Judge orders release of Venezuelan mother and child

- File photo
- File photo

ANOTHER High Court judge has ordered the release of two more Venezuelans from the State’s detention facility at the heliport in Chaguaramas, by 4 pm on Wednesday.

In a ruling delivered late on Tuesday, Justice Nadia Kangaloo ordered that the mother and child be put under orders of supervision.

The judge was ruling on a writ of habeas corpus filed for the two, who have been at the facility since November.

Their lawyers applied for the writ after the National Security Minister issued deportation orders for them in January, despite the State's having given an undertaking not to deport them until their constitutional claims were heard and determined.

In her decision, Kangaloo said there would be no detriment if the two were released, since the State had advanced in its evidence the costs associated with housing them on a monthly basis. Their conditional release, along with that of scores of others, is dependent on the outcome of a constitutional claim which has been docketed to Justice Avason Quinlan-Williams.

Kangaloo said the State had not advanced, in evidence, any cogent reason for believing that the mother and child will contribute to the risk to national security or the country’s financial constraints.

She said while she appreciated the peculiar and challenging circumstances facing the State owing to the covid19 pandemic, and its duty to protect TT citizens, she could not take the “big-picture” approach to the detention of the two.

“The court finds that while the initial detention of the applicants may have been lawful, in the circumstances of this particular case, their continued detention is not.

‘The State cannot effect the deportation of the applicants at this time, as there is in place an injunction from my learned sister preventing this. It would be presumptuous of the State to insist that it can detain these applicants pending deportation when that deportation is itself subject to the outcome of the constitutional motion. In effect, the State is asking this court to permit the applicants to be detained indefinitely.

“The court asks itself how such a continued detention can be deemed lawful.”

She said she was not satisfied that it was appropriate to detain the two, especially a child, under conditions that are less than ideal. since the heliport is being used to quarantine migrants.

Kangaloo also said the child was being detained pursuant to an unwritten policy about which the State has failed to give evidence.

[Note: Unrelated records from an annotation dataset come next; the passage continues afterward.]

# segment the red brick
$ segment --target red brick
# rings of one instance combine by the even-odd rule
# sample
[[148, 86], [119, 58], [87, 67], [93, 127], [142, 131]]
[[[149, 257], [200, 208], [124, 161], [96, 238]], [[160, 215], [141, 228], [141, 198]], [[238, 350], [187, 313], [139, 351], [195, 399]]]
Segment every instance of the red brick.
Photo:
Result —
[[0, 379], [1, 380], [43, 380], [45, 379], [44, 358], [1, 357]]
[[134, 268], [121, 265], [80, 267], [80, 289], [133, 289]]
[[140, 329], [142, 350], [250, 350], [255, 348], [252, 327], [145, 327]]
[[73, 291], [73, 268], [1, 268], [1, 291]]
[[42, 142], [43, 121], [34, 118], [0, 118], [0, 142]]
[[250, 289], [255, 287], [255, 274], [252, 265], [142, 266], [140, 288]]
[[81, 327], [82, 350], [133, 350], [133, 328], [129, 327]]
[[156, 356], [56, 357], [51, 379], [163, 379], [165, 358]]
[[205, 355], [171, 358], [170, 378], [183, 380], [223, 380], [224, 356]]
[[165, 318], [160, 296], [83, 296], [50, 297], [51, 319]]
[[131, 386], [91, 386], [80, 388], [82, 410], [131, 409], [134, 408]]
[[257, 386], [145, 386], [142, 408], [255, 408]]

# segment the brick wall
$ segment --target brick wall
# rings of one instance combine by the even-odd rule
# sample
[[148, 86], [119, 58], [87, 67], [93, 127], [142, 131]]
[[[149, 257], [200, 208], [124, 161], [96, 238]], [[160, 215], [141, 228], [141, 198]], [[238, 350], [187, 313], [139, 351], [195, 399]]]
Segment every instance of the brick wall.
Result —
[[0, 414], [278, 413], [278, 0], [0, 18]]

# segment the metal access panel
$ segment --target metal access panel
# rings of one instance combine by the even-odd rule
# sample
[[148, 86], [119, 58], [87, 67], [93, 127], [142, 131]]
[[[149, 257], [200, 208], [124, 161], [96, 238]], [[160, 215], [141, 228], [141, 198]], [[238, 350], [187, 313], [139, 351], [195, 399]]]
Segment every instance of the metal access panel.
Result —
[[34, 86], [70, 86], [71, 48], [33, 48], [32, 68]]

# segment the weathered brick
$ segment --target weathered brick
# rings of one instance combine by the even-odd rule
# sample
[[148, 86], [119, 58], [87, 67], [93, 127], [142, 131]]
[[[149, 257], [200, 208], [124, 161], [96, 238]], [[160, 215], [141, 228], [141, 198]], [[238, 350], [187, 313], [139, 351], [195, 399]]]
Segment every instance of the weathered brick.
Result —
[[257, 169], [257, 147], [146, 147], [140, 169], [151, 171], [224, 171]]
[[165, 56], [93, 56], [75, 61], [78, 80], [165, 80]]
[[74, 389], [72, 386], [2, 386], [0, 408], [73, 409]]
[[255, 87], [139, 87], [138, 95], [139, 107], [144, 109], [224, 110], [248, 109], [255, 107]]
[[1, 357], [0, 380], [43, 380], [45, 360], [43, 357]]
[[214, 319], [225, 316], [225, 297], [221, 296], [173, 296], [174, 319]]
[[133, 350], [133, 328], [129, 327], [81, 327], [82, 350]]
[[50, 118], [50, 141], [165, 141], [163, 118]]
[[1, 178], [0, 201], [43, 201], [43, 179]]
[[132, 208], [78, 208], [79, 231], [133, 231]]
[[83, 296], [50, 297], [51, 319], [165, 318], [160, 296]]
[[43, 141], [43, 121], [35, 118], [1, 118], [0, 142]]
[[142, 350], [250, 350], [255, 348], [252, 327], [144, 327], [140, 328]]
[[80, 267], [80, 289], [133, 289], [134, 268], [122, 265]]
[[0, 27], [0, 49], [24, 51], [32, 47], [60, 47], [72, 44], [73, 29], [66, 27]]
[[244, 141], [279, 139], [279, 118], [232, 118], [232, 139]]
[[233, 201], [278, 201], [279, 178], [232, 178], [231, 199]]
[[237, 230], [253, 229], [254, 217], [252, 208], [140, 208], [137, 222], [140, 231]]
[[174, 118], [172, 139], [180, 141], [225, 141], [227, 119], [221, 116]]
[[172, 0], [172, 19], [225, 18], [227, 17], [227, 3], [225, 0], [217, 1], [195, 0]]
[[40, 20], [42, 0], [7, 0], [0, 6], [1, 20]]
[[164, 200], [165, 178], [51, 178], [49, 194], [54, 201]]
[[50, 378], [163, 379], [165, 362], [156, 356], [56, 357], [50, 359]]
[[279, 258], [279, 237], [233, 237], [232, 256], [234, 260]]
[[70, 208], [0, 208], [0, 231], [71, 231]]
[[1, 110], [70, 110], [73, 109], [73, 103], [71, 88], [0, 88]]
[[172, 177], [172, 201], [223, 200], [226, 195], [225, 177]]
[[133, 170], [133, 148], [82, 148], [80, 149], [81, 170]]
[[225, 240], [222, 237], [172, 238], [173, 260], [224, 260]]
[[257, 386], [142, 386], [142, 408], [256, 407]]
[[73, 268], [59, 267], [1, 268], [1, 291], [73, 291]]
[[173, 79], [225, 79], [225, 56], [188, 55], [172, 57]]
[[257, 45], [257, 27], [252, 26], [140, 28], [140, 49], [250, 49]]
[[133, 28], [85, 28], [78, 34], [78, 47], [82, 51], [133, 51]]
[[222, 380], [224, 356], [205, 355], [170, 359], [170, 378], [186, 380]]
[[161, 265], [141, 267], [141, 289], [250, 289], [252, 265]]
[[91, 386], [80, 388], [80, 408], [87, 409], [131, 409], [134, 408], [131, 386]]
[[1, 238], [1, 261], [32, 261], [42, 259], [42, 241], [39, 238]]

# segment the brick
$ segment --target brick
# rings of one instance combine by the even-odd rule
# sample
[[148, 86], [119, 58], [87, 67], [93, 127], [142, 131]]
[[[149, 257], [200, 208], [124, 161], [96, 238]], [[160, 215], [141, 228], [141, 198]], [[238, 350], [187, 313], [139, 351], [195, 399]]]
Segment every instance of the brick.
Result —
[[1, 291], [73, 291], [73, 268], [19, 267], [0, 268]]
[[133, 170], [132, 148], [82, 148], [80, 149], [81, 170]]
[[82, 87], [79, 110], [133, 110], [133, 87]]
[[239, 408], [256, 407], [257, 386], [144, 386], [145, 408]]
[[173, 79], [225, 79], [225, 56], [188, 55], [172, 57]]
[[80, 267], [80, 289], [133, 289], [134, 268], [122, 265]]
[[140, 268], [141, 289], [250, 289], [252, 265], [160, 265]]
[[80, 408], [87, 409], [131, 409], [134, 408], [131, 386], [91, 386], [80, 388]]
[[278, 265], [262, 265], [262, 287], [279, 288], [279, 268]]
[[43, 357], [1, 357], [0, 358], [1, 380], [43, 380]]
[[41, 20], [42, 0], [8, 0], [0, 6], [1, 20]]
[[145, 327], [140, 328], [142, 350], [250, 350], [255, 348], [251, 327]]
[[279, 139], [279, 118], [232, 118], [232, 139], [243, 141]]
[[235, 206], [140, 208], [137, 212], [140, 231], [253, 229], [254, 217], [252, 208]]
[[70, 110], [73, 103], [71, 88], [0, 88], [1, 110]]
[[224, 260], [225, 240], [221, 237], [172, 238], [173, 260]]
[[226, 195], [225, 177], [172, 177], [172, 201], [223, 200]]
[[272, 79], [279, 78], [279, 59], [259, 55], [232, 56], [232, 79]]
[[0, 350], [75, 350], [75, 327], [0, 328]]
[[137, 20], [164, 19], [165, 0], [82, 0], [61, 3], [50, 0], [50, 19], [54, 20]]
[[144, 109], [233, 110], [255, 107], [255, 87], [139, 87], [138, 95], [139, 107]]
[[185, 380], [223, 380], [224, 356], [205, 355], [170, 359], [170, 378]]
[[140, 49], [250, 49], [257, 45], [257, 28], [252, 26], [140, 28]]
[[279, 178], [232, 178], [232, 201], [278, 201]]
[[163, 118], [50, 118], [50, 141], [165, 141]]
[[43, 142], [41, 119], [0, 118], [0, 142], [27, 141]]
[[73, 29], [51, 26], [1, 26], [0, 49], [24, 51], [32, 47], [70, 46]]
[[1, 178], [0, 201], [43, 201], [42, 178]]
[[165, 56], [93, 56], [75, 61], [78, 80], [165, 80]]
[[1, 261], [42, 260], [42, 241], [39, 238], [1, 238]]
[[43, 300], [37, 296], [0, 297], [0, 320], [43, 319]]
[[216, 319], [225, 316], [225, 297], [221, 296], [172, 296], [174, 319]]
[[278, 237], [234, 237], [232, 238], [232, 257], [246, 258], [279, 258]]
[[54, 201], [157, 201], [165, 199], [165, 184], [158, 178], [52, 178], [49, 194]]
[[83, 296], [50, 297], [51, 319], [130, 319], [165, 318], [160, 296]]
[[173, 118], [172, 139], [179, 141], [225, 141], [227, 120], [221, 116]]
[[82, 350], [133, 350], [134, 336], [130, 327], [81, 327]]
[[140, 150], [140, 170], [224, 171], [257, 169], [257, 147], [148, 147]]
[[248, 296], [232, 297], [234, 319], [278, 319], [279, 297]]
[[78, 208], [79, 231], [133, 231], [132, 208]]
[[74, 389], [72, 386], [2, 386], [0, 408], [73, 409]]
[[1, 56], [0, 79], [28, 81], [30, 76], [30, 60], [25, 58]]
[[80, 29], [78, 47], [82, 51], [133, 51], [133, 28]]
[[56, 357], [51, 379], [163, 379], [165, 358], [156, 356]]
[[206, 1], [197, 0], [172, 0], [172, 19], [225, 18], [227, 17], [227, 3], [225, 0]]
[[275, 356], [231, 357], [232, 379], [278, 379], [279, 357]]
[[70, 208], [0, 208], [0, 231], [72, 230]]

The mother and child were among the group of Venezuelans who returned to Trinidad two days after they were escorted out of TT waters by the Coast Guard.

So far almost 20 of them have been ordered released until Quinlan-Williams decides on the constitutional claim.

The attorneys representing a mother and son have appealed another judge’s dismissal of their habeas-corpus application. A similar action is expected to be filed for one woman in the group who tested positive for covid19.

Representing them are attorneys Gerald Ramdeen, Umesh Maharaj and Dayadai Harripaul. The State was represented by Senior Counsel Fyard Hosein, Amirah Rahaman and Hillary Mudeen.